Rothbard plays a much more important role in the history of American politics than is usually acknowledged. He is the link between the Old Right and the new libertarian movement of our times. It was Rothbard who brought Mises’s work to the attention of a new generation, writing about his ideas and expanding them. It was Rothbard who worked not only as an intellectual but an activist. It shows what one man and a typewriter can do.
This book has been the best-kept secret in political writing for the last half century. Now at last it can be revealed to the world.
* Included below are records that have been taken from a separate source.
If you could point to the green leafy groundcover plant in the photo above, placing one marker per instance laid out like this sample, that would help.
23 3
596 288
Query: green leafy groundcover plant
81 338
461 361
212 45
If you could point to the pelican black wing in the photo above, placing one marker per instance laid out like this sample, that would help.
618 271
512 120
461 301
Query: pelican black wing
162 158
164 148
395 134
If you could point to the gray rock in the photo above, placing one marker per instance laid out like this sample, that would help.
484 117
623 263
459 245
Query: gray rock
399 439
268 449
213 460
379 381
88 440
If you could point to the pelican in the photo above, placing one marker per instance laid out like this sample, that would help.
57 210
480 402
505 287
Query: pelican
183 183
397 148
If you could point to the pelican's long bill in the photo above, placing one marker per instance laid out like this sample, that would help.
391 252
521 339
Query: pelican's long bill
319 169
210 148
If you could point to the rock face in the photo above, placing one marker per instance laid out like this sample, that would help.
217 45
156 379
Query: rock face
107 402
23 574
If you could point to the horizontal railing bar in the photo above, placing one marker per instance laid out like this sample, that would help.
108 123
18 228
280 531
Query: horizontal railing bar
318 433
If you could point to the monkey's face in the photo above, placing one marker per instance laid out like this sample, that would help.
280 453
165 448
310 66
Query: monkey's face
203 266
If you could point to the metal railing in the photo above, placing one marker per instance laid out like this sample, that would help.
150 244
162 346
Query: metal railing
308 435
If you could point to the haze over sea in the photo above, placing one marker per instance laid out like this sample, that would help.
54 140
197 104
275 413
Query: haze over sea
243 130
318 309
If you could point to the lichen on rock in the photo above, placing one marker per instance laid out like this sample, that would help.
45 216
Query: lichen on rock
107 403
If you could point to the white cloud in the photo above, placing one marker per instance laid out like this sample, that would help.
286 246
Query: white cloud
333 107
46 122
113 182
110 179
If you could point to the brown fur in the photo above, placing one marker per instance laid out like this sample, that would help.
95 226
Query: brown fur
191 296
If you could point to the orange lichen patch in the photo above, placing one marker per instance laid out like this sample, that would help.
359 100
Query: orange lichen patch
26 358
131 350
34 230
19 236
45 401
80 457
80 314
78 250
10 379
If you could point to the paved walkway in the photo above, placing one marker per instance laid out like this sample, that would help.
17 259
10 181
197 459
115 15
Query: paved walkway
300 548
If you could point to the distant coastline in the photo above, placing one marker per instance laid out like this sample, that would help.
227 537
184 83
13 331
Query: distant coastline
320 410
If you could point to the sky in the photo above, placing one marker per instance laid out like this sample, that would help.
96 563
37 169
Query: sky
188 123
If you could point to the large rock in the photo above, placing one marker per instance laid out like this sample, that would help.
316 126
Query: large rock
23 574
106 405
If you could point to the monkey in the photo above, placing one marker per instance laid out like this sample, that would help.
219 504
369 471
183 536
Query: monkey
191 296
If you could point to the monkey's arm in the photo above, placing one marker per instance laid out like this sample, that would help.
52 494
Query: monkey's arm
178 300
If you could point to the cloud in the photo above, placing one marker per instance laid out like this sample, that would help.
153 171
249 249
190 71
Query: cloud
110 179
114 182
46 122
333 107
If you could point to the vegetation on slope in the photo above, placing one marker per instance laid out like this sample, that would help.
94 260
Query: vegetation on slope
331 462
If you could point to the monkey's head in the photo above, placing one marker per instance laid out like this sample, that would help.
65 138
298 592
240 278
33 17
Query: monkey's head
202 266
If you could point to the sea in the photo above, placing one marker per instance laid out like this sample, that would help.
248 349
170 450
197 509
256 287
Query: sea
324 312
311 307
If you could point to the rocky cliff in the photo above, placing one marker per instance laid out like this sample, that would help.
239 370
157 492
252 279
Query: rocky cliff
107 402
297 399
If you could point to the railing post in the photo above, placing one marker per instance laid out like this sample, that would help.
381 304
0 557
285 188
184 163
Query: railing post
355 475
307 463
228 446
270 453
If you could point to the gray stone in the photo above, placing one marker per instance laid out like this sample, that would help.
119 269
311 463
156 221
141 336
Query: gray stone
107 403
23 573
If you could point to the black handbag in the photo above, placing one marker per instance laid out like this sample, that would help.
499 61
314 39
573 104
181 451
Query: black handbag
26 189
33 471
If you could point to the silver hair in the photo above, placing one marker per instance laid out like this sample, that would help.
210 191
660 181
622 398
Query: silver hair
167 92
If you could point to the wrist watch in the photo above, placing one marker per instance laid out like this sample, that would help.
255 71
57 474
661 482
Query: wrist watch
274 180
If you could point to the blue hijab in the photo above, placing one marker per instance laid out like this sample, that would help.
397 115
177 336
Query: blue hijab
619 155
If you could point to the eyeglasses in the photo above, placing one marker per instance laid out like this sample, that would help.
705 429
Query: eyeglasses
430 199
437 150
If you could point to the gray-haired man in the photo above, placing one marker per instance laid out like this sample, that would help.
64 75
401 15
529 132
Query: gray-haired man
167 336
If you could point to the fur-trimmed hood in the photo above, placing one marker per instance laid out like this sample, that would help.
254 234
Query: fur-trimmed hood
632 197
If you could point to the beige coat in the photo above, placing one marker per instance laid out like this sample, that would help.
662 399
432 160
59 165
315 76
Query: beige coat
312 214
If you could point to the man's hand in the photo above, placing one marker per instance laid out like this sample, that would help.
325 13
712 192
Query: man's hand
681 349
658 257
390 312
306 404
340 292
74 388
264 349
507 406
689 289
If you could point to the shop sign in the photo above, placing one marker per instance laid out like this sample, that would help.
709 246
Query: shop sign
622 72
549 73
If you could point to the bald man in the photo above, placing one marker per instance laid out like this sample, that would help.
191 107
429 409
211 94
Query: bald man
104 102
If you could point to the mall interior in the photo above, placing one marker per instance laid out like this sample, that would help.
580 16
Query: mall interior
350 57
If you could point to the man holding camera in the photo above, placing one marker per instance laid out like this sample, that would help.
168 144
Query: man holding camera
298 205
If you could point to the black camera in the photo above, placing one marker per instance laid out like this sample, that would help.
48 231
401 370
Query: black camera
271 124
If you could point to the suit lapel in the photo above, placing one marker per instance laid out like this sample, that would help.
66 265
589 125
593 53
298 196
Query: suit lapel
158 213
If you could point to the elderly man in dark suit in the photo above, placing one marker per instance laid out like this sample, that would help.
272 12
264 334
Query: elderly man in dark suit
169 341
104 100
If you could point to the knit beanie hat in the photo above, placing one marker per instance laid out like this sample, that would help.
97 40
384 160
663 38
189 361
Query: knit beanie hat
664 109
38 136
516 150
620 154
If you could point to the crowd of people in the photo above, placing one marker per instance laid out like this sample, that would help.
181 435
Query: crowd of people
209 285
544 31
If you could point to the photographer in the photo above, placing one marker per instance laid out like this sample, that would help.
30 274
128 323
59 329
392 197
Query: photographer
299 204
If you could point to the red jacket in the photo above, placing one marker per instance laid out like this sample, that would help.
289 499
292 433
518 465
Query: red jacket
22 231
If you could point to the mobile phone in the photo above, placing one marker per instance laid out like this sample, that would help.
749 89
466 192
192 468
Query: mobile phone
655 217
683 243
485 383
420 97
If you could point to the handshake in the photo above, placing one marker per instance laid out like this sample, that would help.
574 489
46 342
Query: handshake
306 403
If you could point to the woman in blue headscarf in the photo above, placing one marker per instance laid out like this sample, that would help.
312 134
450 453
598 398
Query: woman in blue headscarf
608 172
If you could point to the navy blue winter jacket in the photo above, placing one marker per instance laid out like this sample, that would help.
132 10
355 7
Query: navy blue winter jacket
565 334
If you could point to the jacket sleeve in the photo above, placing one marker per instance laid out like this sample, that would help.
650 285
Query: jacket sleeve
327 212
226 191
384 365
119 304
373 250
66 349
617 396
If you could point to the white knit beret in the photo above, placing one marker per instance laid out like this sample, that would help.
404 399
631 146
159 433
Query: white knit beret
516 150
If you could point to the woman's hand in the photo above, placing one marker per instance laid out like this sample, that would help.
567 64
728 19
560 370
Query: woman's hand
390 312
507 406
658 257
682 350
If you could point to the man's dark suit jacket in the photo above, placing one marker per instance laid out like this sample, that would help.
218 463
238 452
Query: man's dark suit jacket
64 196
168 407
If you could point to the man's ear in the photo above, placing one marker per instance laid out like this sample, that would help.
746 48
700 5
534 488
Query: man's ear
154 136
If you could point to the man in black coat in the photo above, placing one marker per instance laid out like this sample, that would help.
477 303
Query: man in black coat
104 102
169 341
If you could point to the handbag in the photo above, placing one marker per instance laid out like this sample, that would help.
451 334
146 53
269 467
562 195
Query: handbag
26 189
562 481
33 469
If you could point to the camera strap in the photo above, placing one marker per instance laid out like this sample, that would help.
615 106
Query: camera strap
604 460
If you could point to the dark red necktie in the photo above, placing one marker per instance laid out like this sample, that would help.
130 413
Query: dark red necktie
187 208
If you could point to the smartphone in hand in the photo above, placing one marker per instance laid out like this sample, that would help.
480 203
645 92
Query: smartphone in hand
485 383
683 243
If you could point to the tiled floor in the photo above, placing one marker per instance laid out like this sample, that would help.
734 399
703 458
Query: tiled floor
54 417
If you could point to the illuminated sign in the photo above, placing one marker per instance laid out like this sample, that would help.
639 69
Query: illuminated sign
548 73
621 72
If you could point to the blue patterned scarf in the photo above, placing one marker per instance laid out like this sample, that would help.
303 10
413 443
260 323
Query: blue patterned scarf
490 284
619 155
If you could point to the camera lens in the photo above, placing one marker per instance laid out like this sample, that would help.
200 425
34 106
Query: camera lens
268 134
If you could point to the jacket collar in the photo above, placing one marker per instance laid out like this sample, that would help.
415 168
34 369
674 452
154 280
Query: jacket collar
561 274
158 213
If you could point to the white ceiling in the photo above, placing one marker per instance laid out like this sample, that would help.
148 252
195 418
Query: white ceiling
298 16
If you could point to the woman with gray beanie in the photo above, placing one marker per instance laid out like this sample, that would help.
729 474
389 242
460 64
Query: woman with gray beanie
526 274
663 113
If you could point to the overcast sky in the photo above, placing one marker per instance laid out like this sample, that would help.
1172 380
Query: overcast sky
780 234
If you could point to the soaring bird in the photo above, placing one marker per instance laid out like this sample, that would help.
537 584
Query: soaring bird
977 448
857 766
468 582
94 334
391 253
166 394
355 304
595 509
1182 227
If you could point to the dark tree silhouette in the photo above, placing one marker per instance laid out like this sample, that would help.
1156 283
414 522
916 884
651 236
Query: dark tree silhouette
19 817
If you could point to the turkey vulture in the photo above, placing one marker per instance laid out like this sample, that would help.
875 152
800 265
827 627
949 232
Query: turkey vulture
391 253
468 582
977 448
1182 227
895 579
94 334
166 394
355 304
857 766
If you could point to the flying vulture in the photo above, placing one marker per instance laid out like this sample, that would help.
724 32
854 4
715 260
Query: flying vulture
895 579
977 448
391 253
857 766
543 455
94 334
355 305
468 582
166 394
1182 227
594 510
Betrayal of the America Right is the tell-all book that shows why and how the ideological world turned upside down.
- Introduction by Thomas E. Woods, Jr.
- Preface to the 1991 Revision by Murray N. Rothbard
- Two Rights, Old and New
- Origins of the Old Right, I: Early Individualism
- Origins of the Old Right, II: The Tory Anarchism of Mencken and Nock
- The New Deal and the Emergence of the Old Right
- Isolationism and the Foreign New Deal
- World War II: The Nadir
- The Postwar Renaissance I: Libertarianism
- The Postwar Renaissance II: Politics and Foreign Policy
- The Postwar Renaissance II: Libertarians and Foreign Policy
- The Postwar Renaissance IV: Swansong of the Old Right
- Decline of the Old Right
- National Review and the Triumph of the New Right
- The Early 1960s: From Right to Left
- The Late 1960s: The New Left
Murray N. Rothbard (1926–1995) was the author of Man, Economy, and State, Conceived in Liberty, What Has Government Done to Our Money, For a New Liberty, The Case Against the Fed, and many other books and articles. He was also the editor – with Lew Rockwell – of The Rothbard-Rockwell Report.